Identificar estes valores da natureza de indivíduos e grupos sociais é frequentemente trabalhoso. Entretanto, não o fazer pode significar o fracasso para se acordar decisões efetivas ou ainda produzir resultados contrários à sustentabilidade. “Entender e reconhecer a diversidade de valores associados às Contribuições da Natureza para as Pessoas é um elemento crucial para a ciência da sustentabilidade” explicam Pascual e colaboradores em um artigo cabal sobre esta discussão.
Três grupos de Contribuições da Natureza para as Pessoas
Tendo como ponto de partida as diferentes representações do complexo fluxo que relaciona natureza à qualidade de vida, classificou-se as Contribuições da Natureza em três grupos: regulatório, material e não material. Estes grupos consideram desde conexões biológicas indispensáveis (por exemplo água e oxigênio) até componentes simbólicos que dão sentidos a diferentes grupos sociais e suas relações com a natureza.
- Contribuições regulatórias – Aspectos funcionais e estruturais de organismos e ecossistemas que modificam as condições ambientais da vida das pessoas e ou sustentam ou regulam a geração de benefícios materiais e não materiais. Por exemplo: purificação da água, regulação do clima, erosão do solo. Via de regra não são percebidas diretamente pelas pessoas.
- Contribuições Materiais – Substâncias, objetos, ou outros elementos da natureza que sustentam a existência física e de infraestrutura fundamentais para a sociedade humana. Cabem neste grupo alimentos de origem animal e vegetal, produção de energia, materiais para construção de habitações, ornamentação, entre outros.

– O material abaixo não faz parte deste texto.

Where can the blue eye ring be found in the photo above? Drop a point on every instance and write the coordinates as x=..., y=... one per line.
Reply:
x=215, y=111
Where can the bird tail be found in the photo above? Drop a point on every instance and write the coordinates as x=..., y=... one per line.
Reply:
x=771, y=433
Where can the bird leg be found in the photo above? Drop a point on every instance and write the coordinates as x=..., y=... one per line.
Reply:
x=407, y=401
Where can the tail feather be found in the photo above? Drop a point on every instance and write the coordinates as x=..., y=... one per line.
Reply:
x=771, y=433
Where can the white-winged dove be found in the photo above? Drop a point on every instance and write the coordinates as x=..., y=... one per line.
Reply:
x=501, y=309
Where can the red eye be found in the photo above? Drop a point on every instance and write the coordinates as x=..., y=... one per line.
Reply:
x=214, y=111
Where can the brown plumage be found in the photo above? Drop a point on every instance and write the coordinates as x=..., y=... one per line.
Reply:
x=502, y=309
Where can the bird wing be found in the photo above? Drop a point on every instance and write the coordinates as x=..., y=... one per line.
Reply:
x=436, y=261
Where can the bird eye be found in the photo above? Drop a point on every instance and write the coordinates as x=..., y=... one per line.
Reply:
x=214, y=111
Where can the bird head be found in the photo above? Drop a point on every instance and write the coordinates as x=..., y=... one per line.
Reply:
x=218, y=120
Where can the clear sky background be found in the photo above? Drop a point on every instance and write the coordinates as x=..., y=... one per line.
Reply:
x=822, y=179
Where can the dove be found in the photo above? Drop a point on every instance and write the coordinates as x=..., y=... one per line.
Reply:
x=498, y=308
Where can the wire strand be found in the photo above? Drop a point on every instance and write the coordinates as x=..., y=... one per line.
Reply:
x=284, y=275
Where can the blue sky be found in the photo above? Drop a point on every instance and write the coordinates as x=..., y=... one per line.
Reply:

- Contribuições não Materiais – Refere-se às contribuições da natureza para a qualidade de vida em uma dimensão subjetiva ou psicológica individual e/ou coletiva das pessoas. As entidades que fornecem essas contribuições intangíveis podem ser fisicamente consumidas no processo (por exemplo, animais em pesca recreativa, rituais ou caça) ou não (por exemplo, a sombra de uma árvore ou paisagens como fontes de inspiração).

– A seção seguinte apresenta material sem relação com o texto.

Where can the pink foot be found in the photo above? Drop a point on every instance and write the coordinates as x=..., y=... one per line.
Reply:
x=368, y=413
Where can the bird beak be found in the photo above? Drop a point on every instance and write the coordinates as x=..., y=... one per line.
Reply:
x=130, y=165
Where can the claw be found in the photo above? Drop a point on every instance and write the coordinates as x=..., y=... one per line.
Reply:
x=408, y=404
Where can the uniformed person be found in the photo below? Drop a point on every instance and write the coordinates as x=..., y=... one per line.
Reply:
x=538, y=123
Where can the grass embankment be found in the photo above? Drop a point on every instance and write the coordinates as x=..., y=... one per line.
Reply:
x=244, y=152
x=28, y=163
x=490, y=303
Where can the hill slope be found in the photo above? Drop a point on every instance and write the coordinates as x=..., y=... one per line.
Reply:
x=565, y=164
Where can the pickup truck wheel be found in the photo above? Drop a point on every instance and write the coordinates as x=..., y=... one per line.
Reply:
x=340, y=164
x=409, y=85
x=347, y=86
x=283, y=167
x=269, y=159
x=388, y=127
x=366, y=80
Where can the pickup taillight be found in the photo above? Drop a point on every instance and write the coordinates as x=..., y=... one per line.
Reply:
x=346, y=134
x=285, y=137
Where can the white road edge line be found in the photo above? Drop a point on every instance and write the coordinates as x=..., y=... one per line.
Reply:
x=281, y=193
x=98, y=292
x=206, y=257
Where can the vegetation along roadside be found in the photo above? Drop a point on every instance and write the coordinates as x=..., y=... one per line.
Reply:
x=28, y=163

Captar os diferentes valores que as pessoas atribuem à natureza e incluir este elemento no debate sobre a sustentabilidades dos recursos naturais é um avanço na busca de um diálogo mais equitativo, eficiente e pautado pela não dominância de uma visão de de mundo sobre as demais.
Leitura recomendada:
Pascual, U. et al. 2017. Valuing nature’s contributions to people: the IPBES approach. Current Opinion in Environmental Sustainability 2017, 26:7–16.